We’ve taken the loaded baked potato and subbed out the ‘jacket’ with pureed celery root–GROOTS. Groots are our take on grits, Paleo style. Celery root has a–duh, celery flavor, but a texture similar to creamy grits when pureed. All you non-Southerners out there, grits are ground up corn–prepared like rice, but take literally 5 minutes to cook–think polenta.
If you’re down with the ‘grit’ action check out our Shrimp and Groots recipe.
- 2 lbs celery root, skin removed and chopped
- 1/2 c chicken stock
- 6 slices bacon, cooked and chopped
- 2 yellow onions, sliced thinly
- 6 oz mushrooms, chopped
- 6 oz raw cheddar cheese (optional), grated
- 3 green onions, sliced
Add the chopped celery root to a large sauce pot that’s been filled with water. Boil the celery root until it’s tender and cooked through, about 15-20 minutes. Drain the celery root and add to a food processor, along with the chicken stock and some s & p. Puree until smooth.

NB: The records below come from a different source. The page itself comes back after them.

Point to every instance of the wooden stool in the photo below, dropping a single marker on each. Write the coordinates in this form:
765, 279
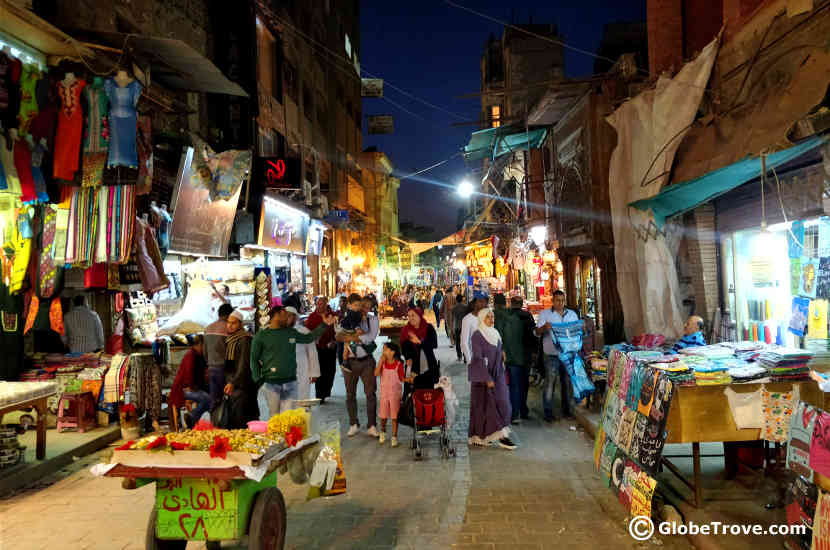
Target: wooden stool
77, 410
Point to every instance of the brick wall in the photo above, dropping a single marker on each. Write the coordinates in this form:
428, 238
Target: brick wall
703, 261
665, 35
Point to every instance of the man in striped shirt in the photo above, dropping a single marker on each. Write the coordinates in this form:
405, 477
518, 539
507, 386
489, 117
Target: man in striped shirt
83, 331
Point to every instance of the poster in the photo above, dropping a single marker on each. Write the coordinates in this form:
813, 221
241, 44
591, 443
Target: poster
795, 239
823, 278
807, 280
798, 317
817, 321
800, 436
201, 226
795, 276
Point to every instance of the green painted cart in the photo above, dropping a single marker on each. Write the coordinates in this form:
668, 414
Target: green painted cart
201, 503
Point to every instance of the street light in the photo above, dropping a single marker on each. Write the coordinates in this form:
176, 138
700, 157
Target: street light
465, 189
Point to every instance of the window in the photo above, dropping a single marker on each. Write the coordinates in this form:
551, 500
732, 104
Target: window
495, 116
308, 103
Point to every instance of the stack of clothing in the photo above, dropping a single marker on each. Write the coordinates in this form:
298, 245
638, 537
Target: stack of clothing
786, 364
711, 374
748, 373
675, 368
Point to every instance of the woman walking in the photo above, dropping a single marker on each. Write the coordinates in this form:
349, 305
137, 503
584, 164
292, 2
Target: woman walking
418, 343
489, 397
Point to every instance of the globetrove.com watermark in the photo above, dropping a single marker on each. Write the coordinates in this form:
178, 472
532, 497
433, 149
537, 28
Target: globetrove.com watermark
642, 528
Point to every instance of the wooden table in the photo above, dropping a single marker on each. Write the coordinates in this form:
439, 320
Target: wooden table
39, 404
701, 414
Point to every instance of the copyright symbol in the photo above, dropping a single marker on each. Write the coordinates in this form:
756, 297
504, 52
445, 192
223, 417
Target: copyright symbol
641, 528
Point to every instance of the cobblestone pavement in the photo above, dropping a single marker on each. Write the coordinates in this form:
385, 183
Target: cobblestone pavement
543, 494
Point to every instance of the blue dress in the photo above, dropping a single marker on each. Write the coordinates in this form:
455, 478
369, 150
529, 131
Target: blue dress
123, 123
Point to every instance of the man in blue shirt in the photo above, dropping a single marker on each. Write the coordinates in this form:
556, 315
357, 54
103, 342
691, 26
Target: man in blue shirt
692, 335
555, 370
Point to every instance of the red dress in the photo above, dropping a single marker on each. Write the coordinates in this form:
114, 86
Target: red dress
70, 126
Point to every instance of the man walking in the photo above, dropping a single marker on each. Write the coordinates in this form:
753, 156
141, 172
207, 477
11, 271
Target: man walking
274, 360
214, 352
459, 311
555, 371
361, 367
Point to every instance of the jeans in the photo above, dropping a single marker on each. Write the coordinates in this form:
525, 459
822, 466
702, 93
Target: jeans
518, 391
275, 398
556, 371
216, 385
203, 401
364, 370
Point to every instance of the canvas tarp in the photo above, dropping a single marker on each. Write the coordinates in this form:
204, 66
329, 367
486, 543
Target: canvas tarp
649, 129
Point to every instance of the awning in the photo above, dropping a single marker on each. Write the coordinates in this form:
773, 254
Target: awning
682, 197
173, 62
28, 28
495, 142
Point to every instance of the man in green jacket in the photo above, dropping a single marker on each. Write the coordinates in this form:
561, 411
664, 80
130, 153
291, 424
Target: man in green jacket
274, 360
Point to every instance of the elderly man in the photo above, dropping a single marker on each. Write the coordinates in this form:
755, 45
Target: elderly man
692, 334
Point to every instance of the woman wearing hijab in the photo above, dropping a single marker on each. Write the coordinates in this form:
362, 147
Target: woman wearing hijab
418, 343
489, 397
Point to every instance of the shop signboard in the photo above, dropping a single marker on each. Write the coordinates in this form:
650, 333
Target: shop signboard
278, 172
381, 124
371, 87
201, 226
282, 227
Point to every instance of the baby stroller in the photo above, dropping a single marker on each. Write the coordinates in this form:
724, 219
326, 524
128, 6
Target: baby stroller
428, 414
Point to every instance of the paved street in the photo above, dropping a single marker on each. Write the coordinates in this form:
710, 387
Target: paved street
543, 494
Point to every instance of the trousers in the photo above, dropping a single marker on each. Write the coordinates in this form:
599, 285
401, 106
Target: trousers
362, 369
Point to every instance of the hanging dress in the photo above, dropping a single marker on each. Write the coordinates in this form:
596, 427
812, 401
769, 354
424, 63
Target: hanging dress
96, 133
28, 101
70, 127
123, 123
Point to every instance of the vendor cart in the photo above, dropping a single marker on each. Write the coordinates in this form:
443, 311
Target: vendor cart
211, 503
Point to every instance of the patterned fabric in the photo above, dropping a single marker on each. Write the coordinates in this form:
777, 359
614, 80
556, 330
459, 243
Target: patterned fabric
96, 133
123, 123
70, 127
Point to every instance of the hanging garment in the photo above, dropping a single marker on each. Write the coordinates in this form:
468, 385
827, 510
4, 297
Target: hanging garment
145, 156
48, 271
123, 123
10, 69
70, 126
23, 165
96, 133
10, 171
148, 258
38, 153
29, 77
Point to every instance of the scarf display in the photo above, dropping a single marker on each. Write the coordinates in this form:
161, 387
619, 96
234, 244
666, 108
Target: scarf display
420, 331
489, 333
232, 344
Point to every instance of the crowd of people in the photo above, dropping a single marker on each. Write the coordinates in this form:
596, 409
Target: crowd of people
239, 377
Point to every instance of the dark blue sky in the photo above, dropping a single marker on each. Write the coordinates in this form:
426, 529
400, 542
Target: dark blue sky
432, 50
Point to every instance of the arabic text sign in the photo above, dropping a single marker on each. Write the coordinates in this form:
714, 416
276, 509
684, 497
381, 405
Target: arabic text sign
195, 509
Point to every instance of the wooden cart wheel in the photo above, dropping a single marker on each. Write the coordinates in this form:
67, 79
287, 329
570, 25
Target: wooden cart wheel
267, 528
153, 543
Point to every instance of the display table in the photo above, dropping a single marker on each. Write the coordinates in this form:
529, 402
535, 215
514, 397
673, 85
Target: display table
24, 395
701, 414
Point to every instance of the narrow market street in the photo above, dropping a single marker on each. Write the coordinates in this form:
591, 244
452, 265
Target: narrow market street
545, 493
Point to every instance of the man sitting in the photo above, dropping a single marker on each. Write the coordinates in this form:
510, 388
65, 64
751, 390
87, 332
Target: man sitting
692, 335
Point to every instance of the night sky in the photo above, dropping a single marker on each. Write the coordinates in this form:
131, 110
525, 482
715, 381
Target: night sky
432, 50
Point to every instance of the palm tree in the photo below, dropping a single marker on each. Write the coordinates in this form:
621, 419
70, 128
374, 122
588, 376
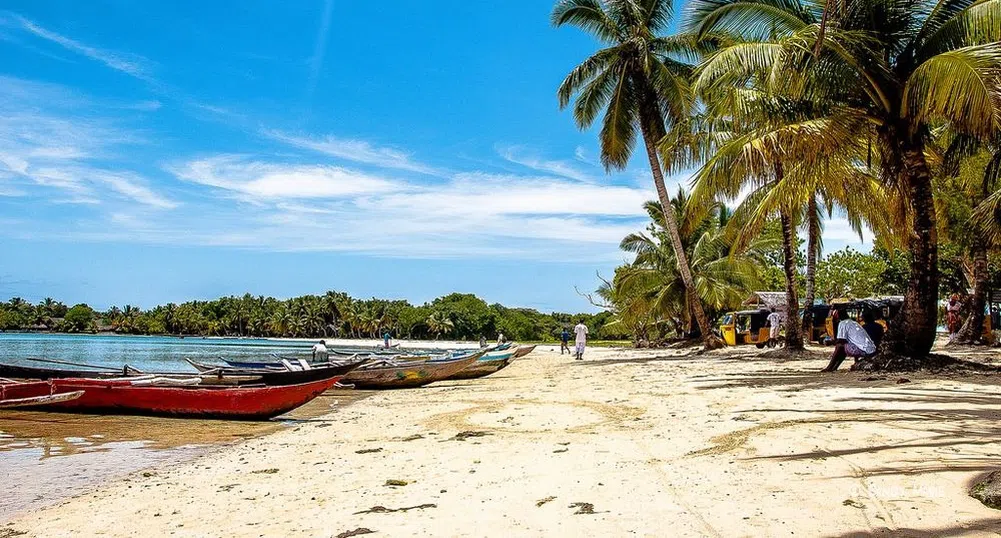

Lay the bacon slices on a baking/cookie sheet and bake in the oven at 400ºF until crisp, about 20 minutes. Chop into small pieces and reserve.
In a saute pan, add a bit of fat and the sliced onions. Cook over medium heat until the onions have slightly caramelized. Remove from the pan and reserve. Add the mushrooms, cook until browned.
To serve, pile the celery root puree onto your plate and layer with the caramelized onions, sauteed mushrooms, grated cheese, bacon and green onion slices.